Nicht zuletzt aufgrund der zuletzt genannten verfassungsrechtlichen Bedenken wird der Hafen nun in eine Anstalt des öffentlichen Rechts umgewandelt. Er bleibt somit in mittelbarer Staatsverwaltung. Und die Hamburger verstehen was von Hafen.

(Zurufe von der CDU)

Meine sehr verehrten Damen und Herren, noch immer ist mit ver.di kein Tarifvertrag für die Beschäftigten der Hafenservicegesellschaft abgeschlossen worden. Nach einem Ideenwettbewerb soll diese ja nun „Niedersachsenports“ heißen. Mir wäre lieber gewesen, Sie hätten sich mehr Gedanken über den Sinn der Privatisierung als über den Namen der neuen Gesellschaft gemacht.
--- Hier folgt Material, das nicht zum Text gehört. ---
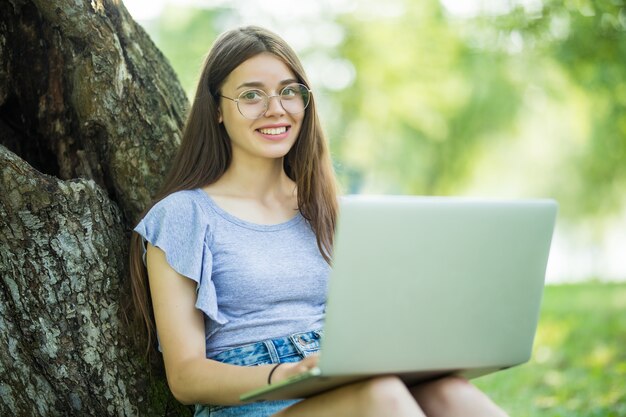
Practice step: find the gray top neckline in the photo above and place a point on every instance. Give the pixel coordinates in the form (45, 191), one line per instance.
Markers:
(297, 218)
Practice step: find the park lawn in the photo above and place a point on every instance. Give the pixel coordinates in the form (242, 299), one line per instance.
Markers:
(578, 366)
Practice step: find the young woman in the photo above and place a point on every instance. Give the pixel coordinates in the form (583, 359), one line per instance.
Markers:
(231, 263)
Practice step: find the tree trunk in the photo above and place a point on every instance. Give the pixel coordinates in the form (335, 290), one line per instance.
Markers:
(90, 111)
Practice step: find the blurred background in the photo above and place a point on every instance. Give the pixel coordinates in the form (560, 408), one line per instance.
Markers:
(491, 98)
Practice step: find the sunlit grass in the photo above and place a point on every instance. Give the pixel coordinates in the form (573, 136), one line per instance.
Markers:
(578, 367)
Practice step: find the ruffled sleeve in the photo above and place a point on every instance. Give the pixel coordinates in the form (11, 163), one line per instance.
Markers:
(179, 227)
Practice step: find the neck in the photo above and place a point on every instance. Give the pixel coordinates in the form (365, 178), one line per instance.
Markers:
(260, 179)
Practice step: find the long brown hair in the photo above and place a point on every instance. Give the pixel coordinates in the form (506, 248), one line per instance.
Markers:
(205, 152)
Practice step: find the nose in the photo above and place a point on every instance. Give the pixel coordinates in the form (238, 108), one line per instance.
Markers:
(274, 107)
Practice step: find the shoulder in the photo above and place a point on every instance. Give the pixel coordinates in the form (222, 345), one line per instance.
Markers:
(181, 209)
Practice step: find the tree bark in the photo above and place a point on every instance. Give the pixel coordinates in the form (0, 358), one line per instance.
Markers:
(90, 112)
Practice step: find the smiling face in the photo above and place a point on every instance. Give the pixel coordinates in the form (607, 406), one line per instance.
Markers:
(273, 134)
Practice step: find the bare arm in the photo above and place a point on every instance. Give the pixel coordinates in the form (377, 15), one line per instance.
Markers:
(192, 378)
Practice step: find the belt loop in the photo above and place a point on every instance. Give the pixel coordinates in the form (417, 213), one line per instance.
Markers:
(271, 349)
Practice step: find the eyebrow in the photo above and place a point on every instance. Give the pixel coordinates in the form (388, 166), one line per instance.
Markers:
(258, 84)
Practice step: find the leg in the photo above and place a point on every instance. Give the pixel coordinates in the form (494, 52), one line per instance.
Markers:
(385, 396)
(452, 397)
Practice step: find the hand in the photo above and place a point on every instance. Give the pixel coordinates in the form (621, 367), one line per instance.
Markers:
(287, 370)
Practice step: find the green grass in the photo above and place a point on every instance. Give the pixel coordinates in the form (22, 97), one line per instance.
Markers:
(578, 366)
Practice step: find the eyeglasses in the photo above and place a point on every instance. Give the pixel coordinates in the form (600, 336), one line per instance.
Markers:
(252, 104)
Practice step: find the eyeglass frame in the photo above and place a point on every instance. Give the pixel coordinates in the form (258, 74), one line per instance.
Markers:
(267, 105)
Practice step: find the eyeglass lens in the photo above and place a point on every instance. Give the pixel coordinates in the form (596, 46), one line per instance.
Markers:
(294, 98)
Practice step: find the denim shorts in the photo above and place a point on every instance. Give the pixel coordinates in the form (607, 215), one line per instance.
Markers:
(285, 349)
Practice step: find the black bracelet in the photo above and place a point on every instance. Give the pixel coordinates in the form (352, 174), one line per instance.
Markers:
(269, 377)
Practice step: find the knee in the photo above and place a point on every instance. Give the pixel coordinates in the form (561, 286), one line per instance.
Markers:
(446, 390)
(450, 393)
(385, 396)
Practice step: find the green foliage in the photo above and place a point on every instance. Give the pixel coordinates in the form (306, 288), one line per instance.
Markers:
(529, 100)
(578, 367)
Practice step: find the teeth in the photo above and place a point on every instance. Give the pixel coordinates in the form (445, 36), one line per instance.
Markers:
(274, 131)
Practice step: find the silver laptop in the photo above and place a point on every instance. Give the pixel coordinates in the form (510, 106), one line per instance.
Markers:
(423, 287)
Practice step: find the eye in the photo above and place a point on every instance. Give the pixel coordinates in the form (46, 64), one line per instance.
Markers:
(290, 91)
(251, 96)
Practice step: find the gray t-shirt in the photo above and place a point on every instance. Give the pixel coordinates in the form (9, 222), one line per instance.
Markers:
(254, 282)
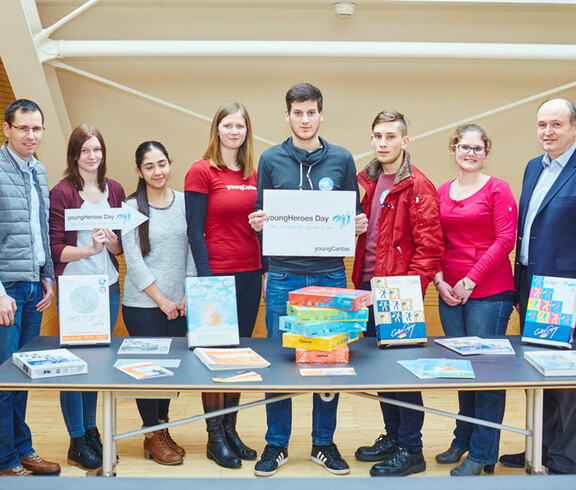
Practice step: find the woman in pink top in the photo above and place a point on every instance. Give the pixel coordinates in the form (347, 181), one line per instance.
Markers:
(475, 284)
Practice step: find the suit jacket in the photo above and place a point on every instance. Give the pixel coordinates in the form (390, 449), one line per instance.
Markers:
(552, 237)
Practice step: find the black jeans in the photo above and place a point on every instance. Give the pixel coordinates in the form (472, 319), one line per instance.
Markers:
(152, 322)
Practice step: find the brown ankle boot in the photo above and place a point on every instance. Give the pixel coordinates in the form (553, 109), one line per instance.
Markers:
(157, 447)
(177, 448)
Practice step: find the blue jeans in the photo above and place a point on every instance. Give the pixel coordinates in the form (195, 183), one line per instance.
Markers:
(79, 407)
(15, 437)
(279, 414)
(482, 319)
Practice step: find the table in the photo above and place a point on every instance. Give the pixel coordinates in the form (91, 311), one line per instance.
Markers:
(377, 370)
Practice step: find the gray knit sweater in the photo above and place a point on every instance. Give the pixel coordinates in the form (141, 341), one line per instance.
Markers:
(169, 261)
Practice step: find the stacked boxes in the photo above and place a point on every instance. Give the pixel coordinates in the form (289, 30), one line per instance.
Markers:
(321, 322)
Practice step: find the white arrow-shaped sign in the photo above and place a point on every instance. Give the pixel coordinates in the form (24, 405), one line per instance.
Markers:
(125, 218)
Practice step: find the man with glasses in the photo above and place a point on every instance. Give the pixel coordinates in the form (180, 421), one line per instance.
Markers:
(404, 237)
(303, 161)
(546, 246)
(26, 273)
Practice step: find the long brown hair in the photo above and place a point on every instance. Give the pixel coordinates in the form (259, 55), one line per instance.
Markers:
(141, 195)
(79, 136)
(246, 151)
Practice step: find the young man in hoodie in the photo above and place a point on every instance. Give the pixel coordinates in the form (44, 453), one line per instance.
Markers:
(304, 161)
(404, 237)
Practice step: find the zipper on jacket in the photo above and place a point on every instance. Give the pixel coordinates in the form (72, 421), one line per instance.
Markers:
(417, 199)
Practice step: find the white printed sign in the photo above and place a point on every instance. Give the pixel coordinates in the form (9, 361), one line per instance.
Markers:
(84, 310)
(309, 223)
(124, 218)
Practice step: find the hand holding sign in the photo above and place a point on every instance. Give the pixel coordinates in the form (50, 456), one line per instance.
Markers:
(125, 218)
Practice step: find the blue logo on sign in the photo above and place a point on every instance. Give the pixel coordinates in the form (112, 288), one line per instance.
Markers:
(326, 184)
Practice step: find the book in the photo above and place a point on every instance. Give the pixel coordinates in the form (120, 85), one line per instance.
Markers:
(327, 371)
(233, 358)
(49, 363)
(145, 346)
(84, 310)
(244, 377)
(145, 370)
(467, 346)
(398, 310)
(550, 313)
(309, 329)
(340, 355)
(318, 343)
(439, 368)
(553, 363)
(211, 311)
(315, 315)
(327, 297)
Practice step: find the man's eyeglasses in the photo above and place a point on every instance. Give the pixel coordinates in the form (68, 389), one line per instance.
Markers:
(25, 129)
(478, 150)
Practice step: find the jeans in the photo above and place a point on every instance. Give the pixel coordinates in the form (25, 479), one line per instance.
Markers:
(15, 437)
(279, 414)
(248, 294)
(79, 407)
(482, 319)
(152, 322)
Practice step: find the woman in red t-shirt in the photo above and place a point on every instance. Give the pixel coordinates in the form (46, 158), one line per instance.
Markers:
(220, 191)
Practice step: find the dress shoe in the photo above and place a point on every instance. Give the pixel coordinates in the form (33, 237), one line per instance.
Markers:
(450, 456)
(18, 471)
(39, 466)
(517, 460)
(401, 463)
(157, 447)
(379, 451)
(471, 468)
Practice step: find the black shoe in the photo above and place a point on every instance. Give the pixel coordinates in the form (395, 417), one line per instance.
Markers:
(401, 463)
(82, 455)
(272, 457)
(450, 456)
(93, 440)
(328, 456)
(217, 447)
(513, 460)
(471, 468)
(229, 422)
(379, 451)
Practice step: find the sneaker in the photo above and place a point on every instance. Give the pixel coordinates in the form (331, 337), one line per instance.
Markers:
(401, 463)
(329, 457)
(272, 457)
(382, 449)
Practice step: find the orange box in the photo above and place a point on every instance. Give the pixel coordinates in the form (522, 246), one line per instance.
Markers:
(336, 356)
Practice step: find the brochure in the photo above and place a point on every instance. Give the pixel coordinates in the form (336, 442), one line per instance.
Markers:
(553, 363)
(439, 368)
(49, 363)
(234, 358)
(145, 370)
(551, 311)
(347, 371)
(211, 311)
(467, 346)
(398, 310)
(84, 310)
(145, 346)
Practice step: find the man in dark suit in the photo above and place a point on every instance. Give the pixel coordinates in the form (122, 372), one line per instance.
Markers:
(546, 246)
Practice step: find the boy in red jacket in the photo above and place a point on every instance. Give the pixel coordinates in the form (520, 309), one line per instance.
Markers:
(404, 237)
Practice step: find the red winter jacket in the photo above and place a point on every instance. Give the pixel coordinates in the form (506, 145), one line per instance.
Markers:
(410, 240)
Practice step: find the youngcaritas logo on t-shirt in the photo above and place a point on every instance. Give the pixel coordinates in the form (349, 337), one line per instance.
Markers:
(243, 187)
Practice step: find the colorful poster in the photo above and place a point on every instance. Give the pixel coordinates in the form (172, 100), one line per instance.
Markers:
(309, 223)
(211, 311)
(84, 310)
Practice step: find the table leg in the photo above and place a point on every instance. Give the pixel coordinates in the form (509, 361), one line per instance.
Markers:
(108, 430)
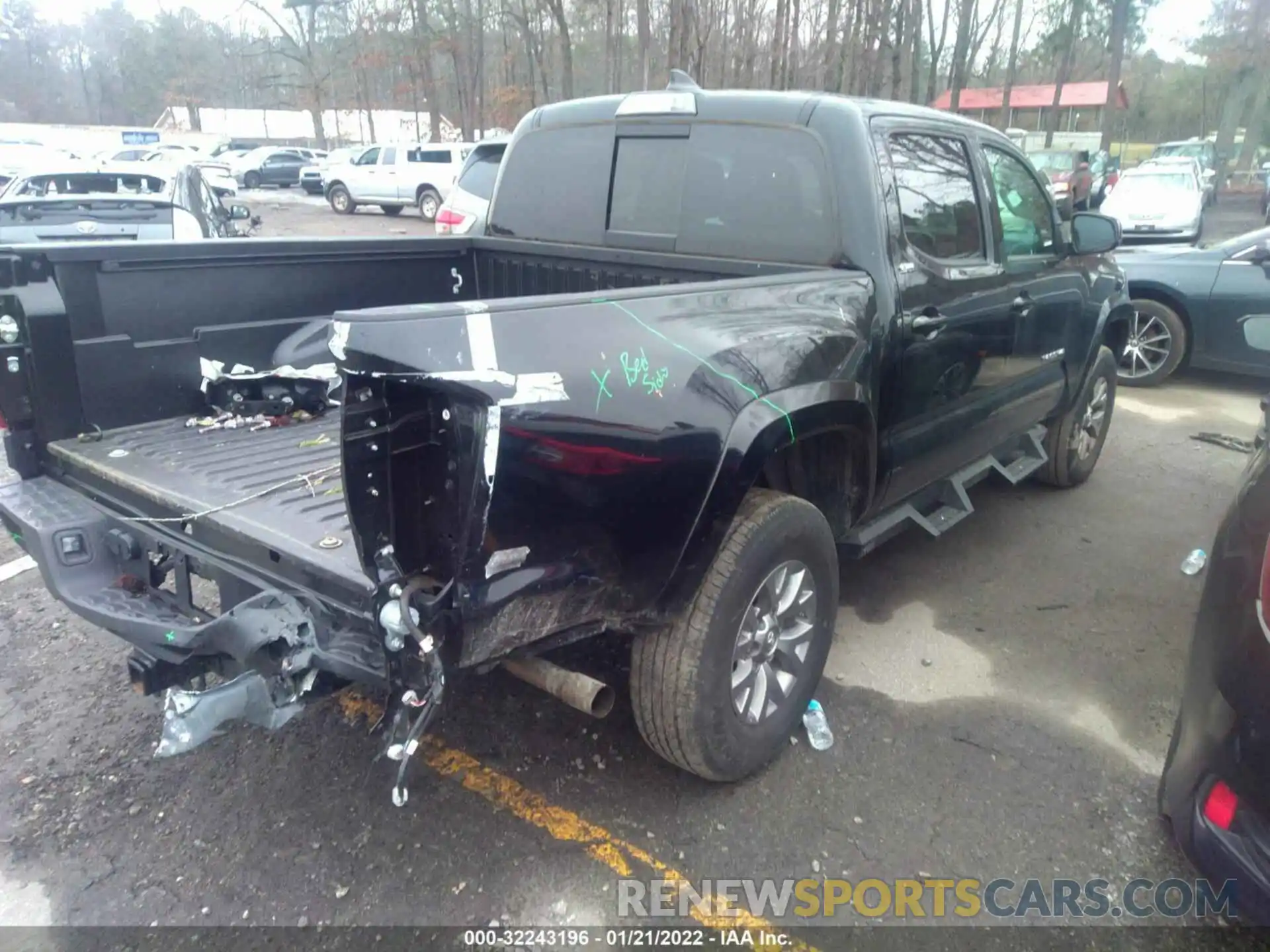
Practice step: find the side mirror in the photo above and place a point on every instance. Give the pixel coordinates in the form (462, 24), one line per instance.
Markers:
(1094, 234)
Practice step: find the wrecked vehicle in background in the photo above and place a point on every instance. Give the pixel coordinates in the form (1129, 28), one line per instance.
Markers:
(695, 357)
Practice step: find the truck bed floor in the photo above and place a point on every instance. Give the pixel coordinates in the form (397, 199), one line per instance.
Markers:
(178, 471)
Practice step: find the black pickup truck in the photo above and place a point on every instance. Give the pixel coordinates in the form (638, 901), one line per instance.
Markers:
(712, 343)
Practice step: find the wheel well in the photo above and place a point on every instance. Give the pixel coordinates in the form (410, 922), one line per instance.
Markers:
(1164, 298)
(828, 469)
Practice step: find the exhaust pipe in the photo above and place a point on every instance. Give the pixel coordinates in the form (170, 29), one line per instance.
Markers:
(579, 691)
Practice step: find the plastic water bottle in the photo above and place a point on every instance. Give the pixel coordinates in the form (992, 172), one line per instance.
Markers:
(817, 727)
(1194, 563)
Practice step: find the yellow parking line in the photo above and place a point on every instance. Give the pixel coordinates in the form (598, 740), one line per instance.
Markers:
(562, 824)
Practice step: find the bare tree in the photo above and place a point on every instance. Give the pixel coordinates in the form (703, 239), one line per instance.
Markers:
(300, 45)
(1011, 67)
(1064, 69)
(962, 51)
(558, 13)
(937, 48)
(1119, 27)
(646, 40)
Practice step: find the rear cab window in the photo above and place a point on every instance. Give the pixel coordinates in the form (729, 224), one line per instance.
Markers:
(436, 157)
(719, 190)
(480, 173)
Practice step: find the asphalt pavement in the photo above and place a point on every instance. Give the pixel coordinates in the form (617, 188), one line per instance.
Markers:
(1001, 701)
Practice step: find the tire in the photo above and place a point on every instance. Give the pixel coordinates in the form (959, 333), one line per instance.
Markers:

(Ulf Thiele [CDU]: Das ist aber eine Frechheit! Bei aller Liebe! - Hans- Christian Biallas [CDU]: Das geht über das Ziel hinaus!)

Erfreulicherweise scheinen Sie nun endlich auf die berechtigten Interessen der Beschäftigten einzugehen, und der bereits beschlossene Streik scheint immer noch vermeidbar.

Meine sehr verehrten Damen und Herren, im Namen der SPD-Fraktion möchte ich nochmals an die Landesregierung appellieren: Ziehen Sie Ihre Pläne zur Umwandlung der Hafenverwaltung in eine GmbH & Co. KG zurück, und diskutieren Sie in aller Ruhe mit Experten und Betroffenen eine zukunftsweisende Organisation der Hafenverwaltung. Meines Erachtens ist noch mehr Eigenverantwortlichkeit der einzelnen Häfen wichtiger als die Frage, in welcher Rechtsform sie betrieben werden. Recht herzlichen Dank.

(Beifall bei der SPD)

Der nächste Redner ist Herr Riese von der FDPFraktion.

Verehrte Frau Präsidentin! Meine sehr geehrten Kolleginnen und Kollegen! Am 22. Februar 1999

wurde in Kiel die gemeinsame Plattform des Bundes und der Küstenländer zur deutschen Seehafenpolitik verabschiedet. In den gemeinsamen Grundsätzen für die deutschen Seehafeninteressen kann man u. a. nachlesen:

„Die Leistungs- und Wettbewerbsfähigkeit der deutschen Seehafenwirtschaft muss sich in der marktwirtschaftlichen Wettbewerbsordnung bewähren.“

Und weiter:

„Da in der Marktwirtschaft die wirtschaftliche Tätigkeit und Initiative in unternehmerischer Eigenverantwortung liegt, stärken Liberalisierungsund Deregulierungsmaßnahmen die unternehmerischen Kräfte im Hafenbereich.“

(Beifall bei der FDP und bei der CDU)

Bundeskanzler, verehrte Damen und Herren, war damals Gerhard Schröder, der Niedersächsische Ministerpräsident hieß Gerhard Glogowski, und der Wirtschaftsminister hieß Peter Fischer. Soweit mir bekannt ist, gehören alle gerade Genannten der SPD an. Es ist die von Ihnen damals formulierte Erkenntnis, die wir heute in praktische Politik umsetzen.

(Beifall bei der CDU)

Es ist doch immer das Gleiche: Sie reden - wir handeln.